Another important finding in this study is the negative correlation of GDF-15 with haemoglobin in both CKD patients and controls. This finding is consistent with reports by others [45, 50, 51], but is in disagreement with findings in non-CKD populations, where GDF-15 was positively correlated with haemoglobin [52,53,54]. The difference in findings between our study and others could be explained by racial differences and diversity of ethnicity in the studied population.

Our study has limitations. First, the cross-sectional study design makes it difficult to infer causality between hepcidin, GDF-15 levels, and the risk of anaemia.

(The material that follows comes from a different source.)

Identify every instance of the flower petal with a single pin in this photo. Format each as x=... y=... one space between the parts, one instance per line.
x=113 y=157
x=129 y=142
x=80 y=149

The cross-sectional study design also precluded us from conducting follow up serial measurements of both hepcidin and GDF-15. The intra-patient variability and diurnal variations in hepcidin assays may interfere with serum hepcidin measurement.

The strengths of our study include the large sample size of pre-dialysis CKD patients, and our use of mass spectrometry, the gold standard for hepcidin assay. In addition, our study defined iron deficiency based on absolute and functional IDA, whereas prior studies focused mostly on functional IDA, and mainly recruited dialysis patients. Finally, to our knowledge, this is the first study to predict the performance of GDF-15 as a diagnostic tool for IDA in non-dialysis CKD patients.

Conclusion

Our preliminary data indicate that GDF-15 and hepcidin predict IDA in pre-dialysis CKD patients and could be promising tools in the diagnosis of IDA in CKD; they could predict absolute and functional IDA among pre-dialysis CKD. These assays are expensive, not readily available, and require technical know-how, which may preclude their use in resource-constrained environments. More extensive randomized prospective studies are necessary to confirm our findings and to help determine a reliable cut-off value of serum hepcidin and GDF-15 in the diagnosis of IDA.